17. The method of claim 16, wherein the distortion type of the target camera includes a first type corresponding to a large distortion and a second type corresponding to a small distortion,
the generating of the adjusted region of interest is performed by using an artificial intelligence model to which a pre-set region of interest for the target camera and the first comparison result are input and from which the adjusted region of interest is output, and
the generating of the adjusted region of interest is performed when the distortion type is the second type, and is not performed when the distortion type is the first type.
18. The method of claim 1, wherein the distortion type includes a first type corresponding to a large distortion and a second type corresponding to a small distortion,
the adjusting of the distortion of the field of view of the target camera is repeatedly performed for each of periodically received target images in response to the distortion type being determined to be a second type, and is characterized by adjusting the distortion of the field of view of the target camera by replacing each of the target images by using a restored target image generated by applying the first comparison result to each of the target images, and
the method further comprises:
generating an adjusted region of interest for the target camera by using the first comparison result, in response to the distortion type being determined as the second type; and
terminating the repeatedly performed adjustment of the distortion of the field of view, in response to a region of interest for the target camera being reset based on the adjusted region of interest.
19. A computer program stored in a non-transitory computer readable medium, wherein the computer program allows at least one processor of a computing device to perform a method for adjusting a distortion of a field of view of a camera in an intelligent transportation system, and wherein the method comprise:
receiving a target image captured by a target camera;
generating a first extraction result by extracting a predefined target object within the target image from the target image, and generating a second extraction result by extracting the target object within a reference image from the reference image assigned to the target camera;
generating a first comparison result between the first extraction result and the second extraction result;
determining whether a distortion of the field of view of the target camera exists, using the first comparison result and a predefined threshold;
when it is determined that the distortion of the field of view of the target camera exists, determining a distortion type of the field of view of the target camera, using the first comparison result; and
adjusting the distortion of the field of view of the target camera by using a different field of view adjustment scheme according to the distortion type of the target camera.
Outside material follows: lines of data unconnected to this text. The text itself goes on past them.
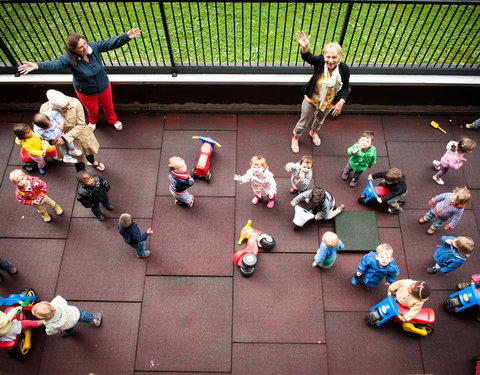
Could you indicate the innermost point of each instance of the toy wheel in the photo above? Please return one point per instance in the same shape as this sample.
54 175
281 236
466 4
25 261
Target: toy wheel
265 241
29 292
372 317
452 303
20 351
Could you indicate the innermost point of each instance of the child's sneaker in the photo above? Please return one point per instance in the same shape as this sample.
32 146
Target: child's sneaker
58 210
46 217
97 319
438 180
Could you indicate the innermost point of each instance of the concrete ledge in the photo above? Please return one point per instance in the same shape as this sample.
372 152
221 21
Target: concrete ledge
252 79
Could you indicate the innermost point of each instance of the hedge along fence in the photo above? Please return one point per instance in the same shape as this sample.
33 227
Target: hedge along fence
258 37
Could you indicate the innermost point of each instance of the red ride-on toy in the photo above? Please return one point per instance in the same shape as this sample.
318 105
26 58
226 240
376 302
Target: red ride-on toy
202 168
20 347
246 259
28 164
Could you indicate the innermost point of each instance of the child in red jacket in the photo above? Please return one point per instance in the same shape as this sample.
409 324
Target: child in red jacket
31 191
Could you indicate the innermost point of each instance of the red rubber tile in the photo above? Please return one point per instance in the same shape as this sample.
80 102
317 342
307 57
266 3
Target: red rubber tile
371 350
270 136
285 311
21 219
203 247
103 350
420 247
340 295
277 359
407 128
337 136
327 171
200 121
193 332
277 222
139 131
180 143
97 265
131 174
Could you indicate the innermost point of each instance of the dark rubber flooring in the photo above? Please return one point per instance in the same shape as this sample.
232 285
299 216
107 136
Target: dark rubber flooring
187 309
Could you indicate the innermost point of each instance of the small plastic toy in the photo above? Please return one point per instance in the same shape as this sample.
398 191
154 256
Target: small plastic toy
28 164
387 309
437 126
20 347
246 258
202 168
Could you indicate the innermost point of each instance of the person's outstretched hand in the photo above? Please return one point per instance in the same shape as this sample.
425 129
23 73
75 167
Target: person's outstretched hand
133 33
27 67
302 39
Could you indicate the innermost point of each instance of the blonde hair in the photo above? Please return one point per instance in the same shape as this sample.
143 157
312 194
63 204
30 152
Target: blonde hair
330 239
464 244
16 175
174 162
461 196
384 248
43 310
333 46
259 158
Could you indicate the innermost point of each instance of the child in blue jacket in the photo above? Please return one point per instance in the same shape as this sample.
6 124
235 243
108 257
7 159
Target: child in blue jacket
453 252
131 234
376 265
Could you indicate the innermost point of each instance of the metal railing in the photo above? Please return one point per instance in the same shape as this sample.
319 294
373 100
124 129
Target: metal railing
412 37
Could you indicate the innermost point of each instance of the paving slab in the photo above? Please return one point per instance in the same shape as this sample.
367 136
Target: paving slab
103 350
200 121
139 131
277 359
98 266
204 243
186 325
18 219
131 174
337 136
180 143
285 293
420 247
277 222
371 350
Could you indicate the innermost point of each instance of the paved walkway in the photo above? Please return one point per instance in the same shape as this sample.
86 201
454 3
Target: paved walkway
186 309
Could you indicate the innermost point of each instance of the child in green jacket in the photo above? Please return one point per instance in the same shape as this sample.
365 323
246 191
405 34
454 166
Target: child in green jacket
363 155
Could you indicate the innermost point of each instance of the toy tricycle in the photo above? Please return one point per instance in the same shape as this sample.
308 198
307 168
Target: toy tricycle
20 347
202 169
246 259
387 309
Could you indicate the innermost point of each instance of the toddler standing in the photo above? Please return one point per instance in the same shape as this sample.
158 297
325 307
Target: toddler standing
31 191
453 158
451 254
131 234
49 126
31 143
180 181
92 192
446 206
261 179
363 155
59 317
301 174
327 253
376 265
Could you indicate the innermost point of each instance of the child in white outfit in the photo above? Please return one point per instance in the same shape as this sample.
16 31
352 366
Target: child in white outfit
49 126
261 179
301 174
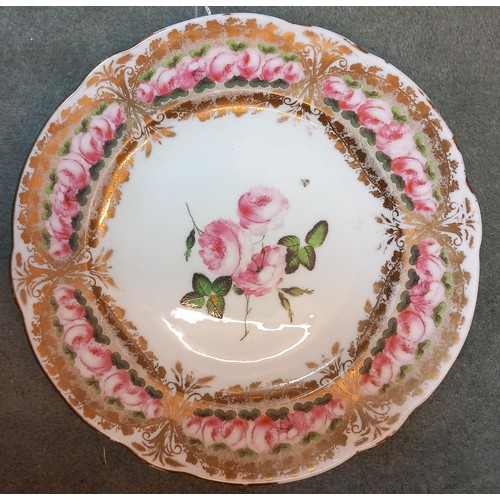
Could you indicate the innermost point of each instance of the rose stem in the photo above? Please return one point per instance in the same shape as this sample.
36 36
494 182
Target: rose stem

20. A computing device for adjusting a distortion of a field of view of a camera in an intelligent transportation system, comprising:
at least one processor; and
a memory,
wherein the at least one processor:
receives a target image captured by a target camera;
generates a first extraction result by extracting a predefined target object within the target image from the target image, and generates a second extraction result by extracting the target object within a reference image from the reference image assigned to the target camera;
generates a first comparison result between the first extraction result and the second extraction result;
determines whether a distortion of the field of view of the target camera exists, using the first comparison result and a predefined threshold;
when it is determined that the distortion of the field of view of the target camera exists, determines a distortion type of the field of view of the target camera, using the first comparison result; and
adjust the distortion of the field of view of the target camera by using a different field of view adjustment scheme according to the distortion type of the target camera.